REPUBLIKA.CO.ID, BANGKOK -- 26 mayat tergali di kuburan massal di Thailand selatan yang dicurigai terkait perdagangan manusia, Sabtu (2/5). Kendati demikian, tidak ditemui tanda kematian akibat kekerasan pada sejumlah mayat tersebut.
Puluhan polisi dan relawan penyelamatan pada Sabtu melacak ke kampung hutan di pegunungan provinsi Songkhla itu dan menggali 21 mayat. Sebelumnya, lima mayat dibawa pada Jumat dari kampung itu di perbatasan Thailand dengan Malaysia, sehingga jumlahnya menjadi 26.
"Dari penyelidikan awal forensik di tempat itu, diketahui tidak ada tanda di tulang atau patah, yang menunjukkan kematian akibat kekerasan," kata Kolonel Polisi Triwit Sriprapa, wakil komandan Kepolisian Daerah Songkhla, kepada Reuters, Ahad (3/5).
"Mereka sangat mungkin meninggal akibat penyakit dan kurang gizi," katanya.
Penemuan kuburan massal itu adalah pengingat tajam kekejian perdagangan manusia di Thailand dan muncul saat negara Asia Tenggara itu berupaya meningkatkan catatan dalam memerangi perdagangan tersebut.
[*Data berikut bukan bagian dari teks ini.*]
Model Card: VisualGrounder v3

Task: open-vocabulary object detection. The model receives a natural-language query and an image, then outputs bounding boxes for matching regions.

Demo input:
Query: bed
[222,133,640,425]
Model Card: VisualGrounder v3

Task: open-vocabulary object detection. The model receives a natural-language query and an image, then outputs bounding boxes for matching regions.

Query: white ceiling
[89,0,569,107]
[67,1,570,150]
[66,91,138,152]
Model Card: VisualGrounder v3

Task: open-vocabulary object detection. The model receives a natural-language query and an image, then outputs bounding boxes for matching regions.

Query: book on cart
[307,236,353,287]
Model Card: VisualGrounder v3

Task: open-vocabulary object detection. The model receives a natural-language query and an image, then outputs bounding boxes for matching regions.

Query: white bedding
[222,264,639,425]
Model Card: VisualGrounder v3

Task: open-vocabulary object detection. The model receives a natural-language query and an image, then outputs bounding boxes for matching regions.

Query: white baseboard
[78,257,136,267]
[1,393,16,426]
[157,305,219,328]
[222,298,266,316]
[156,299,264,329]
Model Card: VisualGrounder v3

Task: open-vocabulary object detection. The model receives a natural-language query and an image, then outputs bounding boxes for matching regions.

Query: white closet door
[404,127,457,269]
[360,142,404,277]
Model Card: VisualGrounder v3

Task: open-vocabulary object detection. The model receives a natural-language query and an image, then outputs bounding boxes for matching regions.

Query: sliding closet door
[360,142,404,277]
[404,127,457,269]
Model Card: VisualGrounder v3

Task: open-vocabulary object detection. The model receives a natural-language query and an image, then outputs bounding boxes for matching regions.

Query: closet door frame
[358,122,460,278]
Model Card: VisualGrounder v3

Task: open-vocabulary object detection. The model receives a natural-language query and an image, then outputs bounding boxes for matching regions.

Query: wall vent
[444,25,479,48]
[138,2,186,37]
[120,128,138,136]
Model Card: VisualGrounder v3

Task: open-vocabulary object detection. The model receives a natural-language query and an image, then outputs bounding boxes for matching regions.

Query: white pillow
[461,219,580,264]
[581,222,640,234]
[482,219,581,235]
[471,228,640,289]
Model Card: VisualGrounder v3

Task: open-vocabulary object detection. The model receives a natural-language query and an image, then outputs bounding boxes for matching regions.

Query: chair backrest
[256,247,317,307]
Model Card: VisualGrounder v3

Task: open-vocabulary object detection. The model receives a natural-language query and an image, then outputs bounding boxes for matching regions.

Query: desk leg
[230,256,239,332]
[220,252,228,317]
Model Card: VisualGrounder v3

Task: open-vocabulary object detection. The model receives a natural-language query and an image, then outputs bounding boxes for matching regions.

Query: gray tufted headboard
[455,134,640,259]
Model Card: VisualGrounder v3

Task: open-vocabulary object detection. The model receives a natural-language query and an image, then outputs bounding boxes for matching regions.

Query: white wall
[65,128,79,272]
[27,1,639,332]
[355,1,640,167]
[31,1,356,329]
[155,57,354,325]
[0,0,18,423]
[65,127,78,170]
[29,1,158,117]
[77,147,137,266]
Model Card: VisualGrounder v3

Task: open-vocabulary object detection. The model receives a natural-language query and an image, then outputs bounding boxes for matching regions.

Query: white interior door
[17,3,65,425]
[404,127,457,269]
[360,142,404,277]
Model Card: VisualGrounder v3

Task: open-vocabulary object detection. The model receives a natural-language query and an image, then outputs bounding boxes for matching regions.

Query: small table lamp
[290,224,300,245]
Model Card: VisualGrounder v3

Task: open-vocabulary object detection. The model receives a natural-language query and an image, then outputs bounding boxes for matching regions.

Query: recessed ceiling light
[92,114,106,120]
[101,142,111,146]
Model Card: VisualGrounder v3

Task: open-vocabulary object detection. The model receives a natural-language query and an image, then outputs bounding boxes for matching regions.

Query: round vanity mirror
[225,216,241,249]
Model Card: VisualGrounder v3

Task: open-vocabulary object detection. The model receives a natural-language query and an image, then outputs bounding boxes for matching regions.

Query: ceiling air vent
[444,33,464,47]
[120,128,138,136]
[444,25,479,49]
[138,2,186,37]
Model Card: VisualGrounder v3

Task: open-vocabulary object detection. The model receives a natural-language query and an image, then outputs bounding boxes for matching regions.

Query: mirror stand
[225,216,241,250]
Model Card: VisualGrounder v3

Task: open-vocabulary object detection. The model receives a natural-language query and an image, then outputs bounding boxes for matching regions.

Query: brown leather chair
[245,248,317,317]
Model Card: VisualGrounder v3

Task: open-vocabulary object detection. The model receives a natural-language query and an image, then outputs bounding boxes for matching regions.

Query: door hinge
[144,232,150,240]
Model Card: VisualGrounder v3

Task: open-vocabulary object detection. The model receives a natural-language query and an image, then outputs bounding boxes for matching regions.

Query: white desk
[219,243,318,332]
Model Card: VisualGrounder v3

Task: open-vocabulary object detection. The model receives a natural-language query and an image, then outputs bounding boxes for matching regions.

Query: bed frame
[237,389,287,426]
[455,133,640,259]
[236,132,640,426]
Pendatang gelap, kebanyakan warga Rohingya dari Myanmar barat dan Bangladesh, sering menentang bahaya melalui laut untuk lari dari penindasan aliran dan suku serta mencari pekerjaan di Malaysia dan Thailand.
Perdana Menteri Prayuth Chan-ocha menyerukan hukuman terberat bagi yang terlibat dalam perdagangan gelap tersebut. "Siapa pun terlibat dalam perdagangan manusia akan menerima hukuman terberat tidak peduli apa kedudukan mereka," kata Kolonel Sansern Kaewkamnerd, wakil juru bicara pemerintah.